Automate security and performance monitoring. DevOps teams are under pressure to scale solutions for remote work, such as company VPNs for network access and secure application logins. They must also be alerted to and able to track any security issues that arose during the hasty transition to remote work. Automated monitoring of software performance and trends keeps teams ahead of threats and minimizes deployment issues. The software sends alerts and allows teams to view data in real-time. Even more, machine learning technology can analyze the data and identify trends about application performance, the cloud environment and data usage. This level of monitoring and analysis is only possible with automation and makes it much easier for DevOps teams to meet IT service requirements as the remote technology landscape rapidly changes.
Increase communication and collaboration efforts. It’s crucial that DevOps teams are in constant communication with key departments across the organization, including security and executive leadership, as well as with other employees to discuss what’s working and what needs to become a priority for change. To help support knowledge sharing across a remote team, first ensure you communicate all application metrics clearly so every member of the team understands and is aligned on projects and next steps. Dashboards can help in this arena, collecting and converting key data points into visuals. And while you can easily create and host meetings with conference calls and video conferencing software, informal face-to-face conversations are harder to re-create—and that’s where ideas are born. To combat this loss, arrange for non-structured discussions without strict agendas or topics to encourage idea sharing, creativity and inspiration among employees.

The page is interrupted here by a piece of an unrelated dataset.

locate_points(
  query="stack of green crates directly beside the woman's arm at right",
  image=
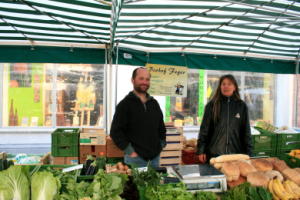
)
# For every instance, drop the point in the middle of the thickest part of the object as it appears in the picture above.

Remote work has broken down the traditional DevOps team structure, but this new way of work provides an opportunity to build something better—more time for independent, focused work, a superior work-life balance and modern cloud-based solutions for daily tasks. Supporting DevOps teams as they grapple with the new pressures of remote work is the key to ensuring your organization runs smoothly during the transition—cloud infrastructure, automation and communication are just a few of the strategies to do so.